1. Humanism facilitates ecological collapse.
Belief in the right of human supremacy over all other species (whether explicitly for domination or under the guise of stewardship) has brought us to the brink of an ecological collapse that will lead to a world of polluted wastelands and destroy most species on Earth, including the human species. Divorcing ourselves from values of aliveness, wildness, and regeneration has achieved disastrous consequences for the majority of the human species as well as all other species on Earth and all known habitats.
2. Humanism furthers alienation.
Belief in human separation from "nature" has forced us into a roles that foster neuroses and madness; an alienated existence inflicts increasing psychological and spiritual harm to we who live and more and more in a sterile, deadened, mechanical, symbolic world of control.
3. Humanism believes in speciesist Dominion.
The social construct of property arises from a humanist perspective that treats other species and landbases only as utilitarian to certain humans rather than possessing even the most rudimentary levels of intrinsic worth (spirituality), self-ownership (philosophy), consideration for ecological contribution (functionalism), or belief that they have no superior or subordinate value (nihilism/egoism).
4. Humanism rationalizes abuse.
To do this humanists arbitrarily elevate some measure (e.g. intellect, rationality, tool use) or content (e.g. soul, nervous system) to justify authoritarian behavior toward anyone classified as external. Such criteria change to rationalize the desire for authoritarian behavior as desired. Humanism makes excuses and rationalizations for human behaviors toward other species (slavery, extermination) that humanists would never concede to other entities (e.g. aliens or machines) with greater of even the agreed-upon measures or contents. It's an identity defense system, not a moral truth.
5. Humanism speaks the Myth of Progress.
Humanists almost always believe in the Myth of Progress, the belief that the state of humanity is always positively improving socially or technologically in a straight, forward, unidirectional line toward utopia, or at least claim this pattern has occured so far with the development of the Neolithic Revolution. Humanists believe that no other species does this, that humans are the subject and consciousness of the cosmos, and therefore everyone and everything else is an resource to exploit.
6. Humanism acts as the modern religious authority.

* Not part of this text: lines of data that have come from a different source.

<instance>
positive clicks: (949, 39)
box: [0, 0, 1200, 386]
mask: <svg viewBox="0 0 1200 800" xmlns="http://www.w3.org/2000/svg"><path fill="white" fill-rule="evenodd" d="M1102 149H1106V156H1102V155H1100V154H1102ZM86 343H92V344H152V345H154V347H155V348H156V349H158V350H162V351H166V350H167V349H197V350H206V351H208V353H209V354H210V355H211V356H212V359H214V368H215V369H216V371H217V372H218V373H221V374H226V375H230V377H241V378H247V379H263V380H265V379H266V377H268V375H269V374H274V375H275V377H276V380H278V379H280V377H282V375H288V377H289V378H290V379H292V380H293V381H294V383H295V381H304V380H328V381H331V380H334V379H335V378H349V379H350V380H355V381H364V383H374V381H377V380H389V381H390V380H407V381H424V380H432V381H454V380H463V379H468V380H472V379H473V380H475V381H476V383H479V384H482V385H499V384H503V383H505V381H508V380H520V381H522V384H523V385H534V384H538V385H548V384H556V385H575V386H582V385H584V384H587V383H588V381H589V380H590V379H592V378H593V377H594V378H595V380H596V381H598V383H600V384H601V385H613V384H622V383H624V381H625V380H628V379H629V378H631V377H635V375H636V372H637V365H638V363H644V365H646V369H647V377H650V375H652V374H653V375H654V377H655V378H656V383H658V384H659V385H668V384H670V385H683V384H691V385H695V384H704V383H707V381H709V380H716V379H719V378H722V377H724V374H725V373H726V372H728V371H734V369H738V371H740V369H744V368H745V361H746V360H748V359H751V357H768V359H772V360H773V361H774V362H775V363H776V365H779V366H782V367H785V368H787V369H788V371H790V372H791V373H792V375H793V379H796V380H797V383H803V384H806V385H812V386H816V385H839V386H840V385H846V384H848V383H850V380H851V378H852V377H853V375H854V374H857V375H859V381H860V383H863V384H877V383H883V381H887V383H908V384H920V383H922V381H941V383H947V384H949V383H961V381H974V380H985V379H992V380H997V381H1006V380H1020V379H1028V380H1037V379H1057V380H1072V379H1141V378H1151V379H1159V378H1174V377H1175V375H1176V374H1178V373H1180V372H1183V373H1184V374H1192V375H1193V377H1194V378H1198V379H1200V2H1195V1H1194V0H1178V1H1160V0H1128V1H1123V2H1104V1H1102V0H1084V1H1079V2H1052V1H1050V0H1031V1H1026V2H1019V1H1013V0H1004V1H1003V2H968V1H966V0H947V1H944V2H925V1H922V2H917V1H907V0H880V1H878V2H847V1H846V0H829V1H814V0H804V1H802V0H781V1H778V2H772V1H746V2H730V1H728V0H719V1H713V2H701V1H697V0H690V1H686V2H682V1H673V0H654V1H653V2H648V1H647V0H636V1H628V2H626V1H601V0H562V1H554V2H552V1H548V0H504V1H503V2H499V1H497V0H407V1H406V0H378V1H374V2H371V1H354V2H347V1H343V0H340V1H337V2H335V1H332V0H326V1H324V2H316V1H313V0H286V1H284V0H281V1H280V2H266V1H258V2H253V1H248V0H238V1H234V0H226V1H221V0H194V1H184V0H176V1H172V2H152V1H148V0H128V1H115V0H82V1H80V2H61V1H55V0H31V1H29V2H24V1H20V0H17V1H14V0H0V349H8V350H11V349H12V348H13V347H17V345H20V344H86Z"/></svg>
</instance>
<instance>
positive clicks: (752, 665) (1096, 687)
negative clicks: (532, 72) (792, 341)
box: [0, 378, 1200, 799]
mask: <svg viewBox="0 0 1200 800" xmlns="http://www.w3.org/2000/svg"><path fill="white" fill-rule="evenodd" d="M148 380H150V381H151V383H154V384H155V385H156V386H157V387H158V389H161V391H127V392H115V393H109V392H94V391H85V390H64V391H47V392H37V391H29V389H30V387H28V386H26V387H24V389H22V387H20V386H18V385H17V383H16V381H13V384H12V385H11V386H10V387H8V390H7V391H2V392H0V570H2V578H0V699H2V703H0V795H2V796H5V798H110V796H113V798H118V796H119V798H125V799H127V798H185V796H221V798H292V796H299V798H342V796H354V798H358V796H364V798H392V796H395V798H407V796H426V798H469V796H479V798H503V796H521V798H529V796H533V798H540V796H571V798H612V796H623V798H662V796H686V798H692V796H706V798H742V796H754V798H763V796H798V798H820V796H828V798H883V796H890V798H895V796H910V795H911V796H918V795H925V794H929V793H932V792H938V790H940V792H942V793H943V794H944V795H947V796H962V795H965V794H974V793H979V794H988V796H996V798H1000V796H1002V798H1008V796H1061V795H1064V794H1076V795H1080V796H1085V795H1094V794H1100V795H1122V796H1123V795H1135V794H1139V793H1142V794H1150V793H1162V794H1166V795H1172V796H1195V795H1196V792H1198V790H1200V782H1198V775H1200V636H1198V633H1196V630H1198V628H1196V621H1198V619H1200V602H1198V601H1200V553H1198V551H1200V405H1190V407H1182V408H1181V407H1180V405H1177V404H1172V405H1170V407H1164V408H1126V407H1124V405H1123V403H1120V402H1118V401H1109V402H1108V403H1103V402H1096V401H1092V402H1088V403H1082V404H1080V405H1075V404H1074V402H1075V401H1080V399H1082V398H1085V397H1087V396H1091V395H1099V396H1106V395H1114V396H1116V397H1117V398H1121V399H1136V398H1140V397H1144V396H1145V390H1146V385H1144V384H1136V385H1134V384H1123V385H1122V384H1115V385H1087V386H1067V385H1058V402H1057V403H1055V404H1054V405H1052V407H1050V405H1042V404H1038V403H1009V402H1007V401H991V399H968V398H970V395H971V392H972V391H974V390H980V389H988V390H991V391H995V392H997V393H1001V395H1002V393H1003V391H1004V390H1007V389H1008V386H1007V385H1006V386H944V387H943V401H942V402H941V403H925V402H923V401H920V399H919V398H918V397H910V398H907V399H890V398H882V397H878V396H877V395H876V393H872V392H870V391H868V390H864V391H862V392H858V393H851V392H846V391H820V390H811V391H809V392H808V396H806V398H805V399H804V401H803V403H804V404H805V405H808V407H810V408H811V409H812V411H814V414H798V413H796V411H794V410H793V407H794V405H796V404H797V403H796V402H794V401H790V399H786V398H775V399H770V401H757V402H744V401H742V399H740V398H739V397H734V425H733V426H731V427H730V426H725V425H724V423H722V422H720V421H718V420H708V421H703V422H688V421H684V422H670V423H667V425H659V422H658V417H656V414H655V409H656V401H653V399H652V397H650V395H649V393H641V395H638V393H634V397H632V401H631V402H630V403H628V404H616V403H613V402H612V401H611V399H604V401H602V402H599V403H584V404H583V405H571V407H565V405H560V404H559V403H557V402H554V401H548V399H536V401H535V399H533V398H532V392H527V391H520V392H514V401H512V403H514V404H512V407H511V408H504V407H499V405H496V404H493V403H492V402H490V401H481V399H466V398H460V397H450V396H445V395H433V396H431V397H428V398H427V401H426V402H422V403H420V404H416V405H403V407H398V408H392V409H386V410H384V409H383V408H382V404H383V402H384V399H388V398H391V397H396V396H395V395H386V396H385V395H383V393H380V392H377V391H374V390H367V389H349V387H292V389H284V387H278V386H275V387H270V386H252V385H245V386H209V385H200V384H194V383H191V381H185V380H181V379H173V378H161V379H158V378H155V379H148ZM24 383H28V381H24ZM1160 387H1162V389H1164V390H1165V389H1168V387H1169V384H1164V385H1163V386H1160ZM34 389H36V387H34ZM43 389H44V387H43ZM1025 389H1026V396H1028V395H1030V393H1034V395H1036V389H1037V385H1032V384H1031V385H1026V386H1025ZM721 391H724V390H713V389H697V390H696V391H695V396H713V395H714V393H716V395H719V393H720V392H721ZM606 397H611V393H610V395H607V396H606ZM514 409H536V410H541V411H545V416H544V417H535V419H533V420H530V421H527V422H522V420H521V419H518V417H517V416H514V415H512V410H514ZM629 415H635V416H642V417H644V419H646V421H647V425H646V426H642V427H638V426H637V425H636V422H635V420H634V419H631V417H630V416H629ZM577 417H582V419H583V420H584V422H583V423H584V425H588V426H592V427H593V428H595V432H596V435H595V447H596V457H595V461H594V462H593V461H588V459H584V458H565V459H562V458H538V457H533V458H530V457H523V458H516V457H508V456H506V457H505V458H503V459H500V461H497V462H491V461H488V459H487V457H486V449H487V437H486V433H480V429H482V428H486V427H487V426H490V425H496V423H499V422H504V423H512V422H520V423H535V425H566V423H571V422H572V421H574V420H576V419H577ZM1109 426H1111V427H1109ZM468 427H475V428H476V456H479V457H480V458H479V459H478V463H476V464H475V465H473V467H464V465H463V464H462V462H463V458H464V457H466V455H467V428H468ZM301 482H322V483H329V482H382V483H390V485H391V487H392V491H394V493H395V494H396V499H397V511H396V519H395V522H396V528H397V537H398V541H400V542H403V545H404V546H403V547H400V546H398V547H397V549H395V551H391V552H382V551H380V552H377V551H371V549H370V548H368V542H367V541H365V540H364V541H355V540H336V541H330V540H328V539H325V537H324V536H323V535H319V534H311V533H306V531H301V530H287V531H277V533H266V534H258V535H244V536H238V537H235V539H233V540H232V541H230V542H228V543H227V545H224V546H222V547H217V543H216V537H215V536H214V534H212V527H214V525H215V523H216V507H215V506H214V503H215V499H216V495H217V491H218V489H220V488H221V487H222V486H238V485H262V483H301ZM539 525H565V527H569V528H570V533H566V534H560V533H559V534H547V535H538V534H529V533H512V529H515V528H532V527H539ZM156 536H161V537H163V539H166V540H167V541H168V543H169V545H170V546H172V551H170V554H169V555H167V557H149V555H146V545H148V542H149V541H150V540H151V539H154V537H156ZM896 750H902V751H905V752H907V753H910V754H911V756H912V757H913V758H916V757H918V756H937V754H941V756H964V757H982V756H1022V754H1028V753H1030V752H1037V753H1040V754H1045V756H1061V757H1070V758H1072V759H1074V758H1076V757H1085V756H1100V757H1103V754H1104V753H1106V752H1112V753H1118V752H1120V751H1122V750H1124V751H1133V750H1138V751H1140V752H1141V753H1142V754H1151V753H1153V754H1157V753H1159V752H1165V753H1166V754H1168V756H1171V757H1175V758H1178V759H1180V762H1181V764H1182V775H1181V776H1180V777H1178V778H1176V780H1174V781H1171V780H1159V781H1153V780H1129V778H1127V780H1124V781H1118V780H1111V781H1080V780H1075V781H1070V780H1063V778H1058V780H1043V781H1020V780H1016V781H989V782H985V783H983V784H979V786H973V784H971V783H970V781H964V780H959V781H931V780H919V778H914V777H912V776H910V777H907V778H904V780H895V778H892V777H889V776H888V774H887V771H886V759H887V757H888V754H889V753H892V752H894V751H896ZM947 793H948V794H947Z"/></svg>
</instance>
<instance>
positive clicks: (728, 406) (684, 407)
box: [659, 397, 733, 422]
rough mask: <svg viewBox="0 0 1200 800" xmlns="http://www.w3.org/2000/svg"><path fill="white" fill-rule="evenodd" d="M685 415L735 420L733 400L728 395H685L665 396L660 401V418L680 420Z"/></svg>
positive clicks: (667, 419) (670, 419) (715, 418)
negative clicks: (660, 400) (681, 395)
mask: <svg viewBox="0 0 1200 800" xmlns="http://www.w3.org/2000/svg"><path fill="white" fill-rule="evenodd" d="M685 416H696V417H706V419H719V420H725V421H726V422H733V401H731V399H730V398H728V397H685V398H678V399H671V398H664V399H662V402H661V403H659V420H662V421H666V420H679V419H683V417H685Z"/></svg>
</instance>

Humanism replaces God at the throne of authority with a particular and unquestioned image of the human species (the rational, productive man), and creates a new clerical class of scientists, technicians, bureaucrats, and others that mediate and divvy out "Progress".
7. Humanism has racist, colonialist mythology & history.
Humanism has constructed myths of an external "environment" and demonizes a concept of "nature" that it perceives as hostile to human aims.
Humanism therefore has easily accommodated racism, as it is anti-"nature" and therefore to some extent anti-any-ethnicity-that-resembles-"nature", such as "savages", "witches", "barbarians", "cavemen", "Indians", "Negroes", and supported those who embody a struggle against "nature", such as "pilgrims", "pioneers", "mountain men", Victorian-era masculine hetero males, Western scientists, who just happened to also be the colonizers.
8. Humanism hates wildness.
Humanists usually love the features of urban society that biotically cleanse landscapes to replace them with monuments to the greatness of Man and and testaments to the glory of Industry, artifacts of repression.
9. Humanism hates aliveness.
Humanists usually posses an intense attachment to mass society and technophilia and drawdown of non-renewables, and false notions that "Everything is natural" or "That which is natural is subordinate", and "Technology is neutral". On a spectrum of (a) all lifeforms and landbases have value, to (b) only humans and their settlements and artifacts and symbols have value, to (c) only industrial technology has value, humanists are a lot closer to (c) than they'd like to admit, and have justified or rationalized the eradication or subjugation of "backward" peoples and entire species or habitats for increasing technical complexity (see: Marxists, transhumanists). For the most part, humanists today can more easily come to terms with having no more traditional indigenous people on Earth, no more migratory songbirds on Earth, no more old growth forests on Earth, than having no more computers on Earth.
10. Humanism inherits ignorance & arrogance.
Humanist rhetoricians therefore often just cloak colonialism and dominion, taking them for granted or applauding them without giving room to radical critiques of their origins, histories, and trajectories, and in fact suppressing dissidents historically.
11. Humanism acts as another concept of sacrifice for control.
Stirner: "How is it with mankind, whose cause we are to make our own? Is its cause that of another, and does mankind serve a higher cause? No, mankind looks only at itself, mankind will promote the interests of mankind only, mankind is its own cause. That it may develop, it causes nations and individuals to wear themselves out in its service, and, when they have accomplished what mankind needs, it throws them on the dung-heap of history in gratitude."
12. Humanism has a cold heart.
Some anarchists have trouble confining our opposition to slavery and extermination to just 1 in 8,700,000 species, during a mass extinction no less.